The user home directory is stored in /rhome/, which is a shortcut to /bigdata/rhome.
Each home directory has a share folder that is a shortcut to their lab group at /bigdata/labname.
The home directory is available on all the nodes.
The home directory also uses the lab quota as well, which is 1TB. Additional storage can be purchased.
| Path | /rhome/username |
|---|---|
| User availability | All users |
| Node availability | All nodes |
| Quota respondibility | Lab |
Bigdata
This is where large files are kept. Files are also shared with everyone within your lab.
Each lab has a quota of 1TB and additional storage can be purchased.
| Path | /bigdata/labname |
|---|---|
| User availability | All users |
| Node availability | All nodes |
| Quota responsibility | Lab |
Non-Persistent
Frequently, there is a need for faster temporary storage. For example activities like the following would fall under this category: 1. Output a significant amount of intermediate data during a job 2. Access a dataset from a faster medium than bigdata or the home directories 3. Write out lock files
These types of activities are well suited to the use of fast non-persistent spaces.

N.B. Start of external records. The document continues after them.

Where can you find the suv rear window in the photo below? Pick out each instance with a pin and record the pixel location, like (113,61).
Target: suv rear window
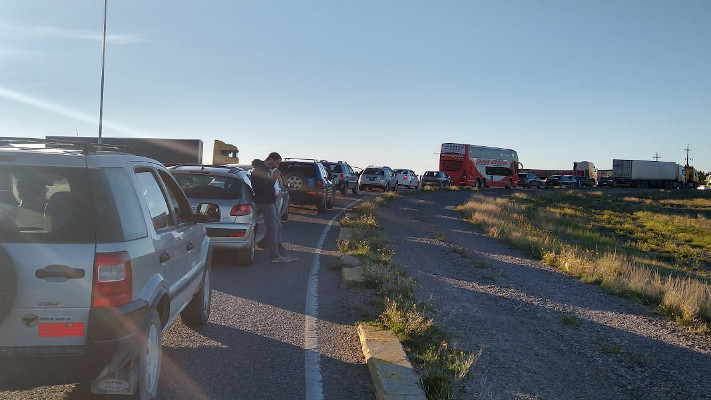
(46,205)
(209,186)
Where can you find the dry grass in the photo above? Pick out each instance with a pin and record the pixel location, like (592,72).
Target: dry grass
(656,250)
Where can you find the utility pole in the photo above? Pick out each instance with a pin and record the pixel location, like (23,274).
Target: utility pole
(687,149)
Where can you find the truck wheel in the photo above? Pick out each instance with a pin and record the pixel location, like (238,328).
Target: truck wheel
(197,311)
(8,284)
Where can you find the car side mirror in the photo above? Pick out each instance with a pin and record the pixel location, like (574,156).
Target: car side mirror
(207,212)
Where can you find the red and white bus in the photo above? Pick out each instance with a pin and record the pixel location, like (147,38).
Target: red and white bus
(479,166)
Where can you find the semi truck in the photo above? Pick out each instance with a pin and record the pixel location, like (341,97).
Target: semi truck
(644,173)
(584,170)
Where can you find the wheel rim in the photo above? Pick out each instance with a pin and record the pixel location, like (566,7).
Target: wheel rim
(153,348)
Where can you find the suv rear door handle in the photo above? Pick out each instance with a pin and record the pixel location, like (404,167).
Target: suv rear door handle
(59,271)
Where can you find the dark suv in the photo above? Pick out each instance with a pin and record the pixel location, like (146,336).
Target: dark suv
(99,253)
(309,182)
(344,177)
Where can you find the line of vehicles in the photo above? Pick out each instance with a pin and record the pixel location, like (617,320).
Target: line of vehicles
(483,166)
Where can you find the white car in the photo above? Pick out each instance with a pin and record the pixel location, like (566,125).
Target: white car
(407,177)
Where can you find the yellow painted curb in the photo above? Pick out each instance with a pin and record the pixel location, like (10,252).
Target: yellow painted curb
(391,371)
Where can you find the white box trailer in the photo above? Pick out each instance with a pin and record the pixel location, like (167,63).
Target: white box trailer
(644,173)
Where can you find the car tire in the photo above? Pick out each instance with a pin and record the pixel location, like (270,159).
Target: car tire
(8,284)
(246,256)
(197,311)
(147,361)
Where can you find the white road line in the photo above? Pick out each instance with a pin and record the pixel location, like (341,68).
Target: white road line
(312,370)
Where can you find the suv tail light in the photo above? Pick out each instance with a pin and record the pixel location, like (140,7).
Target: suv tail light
(112,285)
(241,209)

Below are the filesystems available on the HPC cluster that would be best suited for these actions.
This is only created to when a job started, and deleted when a job end/error/failed/canceled.
SSD Backed Space
This space is much faster than the persistent space (/rhome, /bigdata).
Storage varies from node to node since other users could be using it as well.
Data is deleted after the job completes or crashes. Make sure to move or copy the files before the job finishes.
| Path | /scratch/$SLURM_JOB_USER/$SLURM_JOB_ID |
|---|---|
| User availability | All users |
| Node availability | All worker nodes |
RAM Backed Space
This space is much faster than the persistent space (/rhome, /bigdata) and SSD backed space /scratch.
This uses RAM, so make sure you allocate enough memory for your application and the amount of storage you need. The job will crash if your application memory and storage usage in this directory exceed the memory requested for the job.
Storage space depends on how much memory is requested for the job. This is beneficial if your programs does alot of write and read of many files at once.
Data is deleted after the job completes or crashes. Make sure to move or copy the files before the job finishes.
| Path | /tmpfs/$SLURM_JOB_USER/$SLURM_JOB_ID |
|---|---|
| User availability | All users |
| Node availability | All worker nodes |
Check Quota
Our filesystem uses Beegfs, and to check quota, use the command below.
quota_check.sh
du command
Due to our use of Beegfs, the du command do not give the correct folder size.
You will need to use du command with the flag --apparent-size. More information on sample du command can be found at linux command.